流程稳定状态。这是根据关键阀门的位置来决定的，这些阀门可表明LPC是否在线并处于生产状态。此外，还可及时为LPC与流程模型创建确定的边界。对于LPC模型，发生延迟2小时之前与2小时之后的数据点被认为是异常的。对于流程模型，采用了6小时的边界余量。

表现最好的单类模型是基于流程稳态来定义机器的正常工作状态，并且滚动窗口上的数据聚类作为延迟来计算变化率，计算值可被用于训练LPC与流程的SVM模型。每10分钟输入一次测试数据流，并执行用于训练模型的相同预处理步骤。1周的滚动窗口被确定为平滑数据以及计算当前观测到的变化率的最佳措施。模型输出包含一个简化的标记列表，LPC模型大约200个标记，流程模型大约30个标记。通过删除低方差标记以及删除警告的预处理步骤，来解释标记数量减少的原因。SVM模型的输出本质上是布尔值，表示数据点是正常的还是异常的。这种连续的输出流几乎可以实时地显示LPC及其流程的状态。

当单类SVM模型从正常翻转变为异常(从真变为假)时，它就被认为是LPC状态的警告或变化。每当发生上述翻转时，所有标签的所有值都按降序排列，并选择与报告前10个标记。根本原因识别是一种派生机制，它将SVM输出视为唯一输入。

LPC的性能数据存储在基于时间的数据库中。可在商业软件中构建工作流程，以执行端到端提取/变换/加载以及数据处理任务。该工作流程部署在服务器上，每10分钟运行一次。每次运行工作流程时，软件程序会以1分钟的频率为大约300个选定的压缩机以及流程变量输入前10分钟的数据。这些数据通过各种模块传递，以进行筛选、转换与验证。然后，数据通过工作流程中嵌入的模块进行传递；利用标准库，结合SVM算法，将压缩机数据生成二进制的异常值分类。再之，软件将结果输出到结构化查询语言数据库，结果只是表示故障预测的布尔值true或false。当结果从true变为false并保持false超过10分钟时，系统会发送一封电子邮件来警告出现了故障预测。
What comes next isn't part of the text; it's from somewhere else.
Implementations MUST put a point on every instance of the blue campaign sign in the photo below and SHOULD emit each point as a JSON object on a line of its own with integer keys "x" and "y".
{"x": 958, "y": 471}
该方法还可精确识别故障发生的根本原因，并且在遇到类似故障时，可清晰显示出故障模式。例如，反馈臂松动，无法正确控制流量，而导致跳机。在这种情况下，算法将“LPC标准流速”识别为最主要的根本原因。在一个案例中，警报几乎提前12个小时发出，而在另一个案例中，只有几分钟。这归因于手动干预失败并导致跳机。在大多数情况下，工程师需要有足够的警告时间来采取预防措施。
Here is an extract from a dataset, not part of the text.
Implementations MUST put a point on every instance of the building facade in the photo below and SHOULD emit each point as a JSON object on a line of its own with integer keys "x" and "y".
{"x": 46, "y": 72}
For English, Please click here (展开/收缩)

This paper focuses on compressor systems associated with major production deferments. An advanced machine-learning approach is presented for determining anomalous behavior to predict a potential trip and probable root cause with sufficient warning to allow for intervention. This predictive-maintenance approach has the potential to reduce downtime associated with rotating-equipment failures.

Introduction

The first step in using a machine-learning system is to train the model to identify normal and abnormal operating conditions. The model can then classify real-time data from the equipment and indicate when the equipment’s performance strays outside the identified steady state. The ability to identify anomalies is a major difference between the proposed approach and traditional monitoring tools. With advances in digital technologies, correlations and warnings can be achieved in a matter of minutes, allowing engineers to take appropriate preventative action when they receive a failure warning.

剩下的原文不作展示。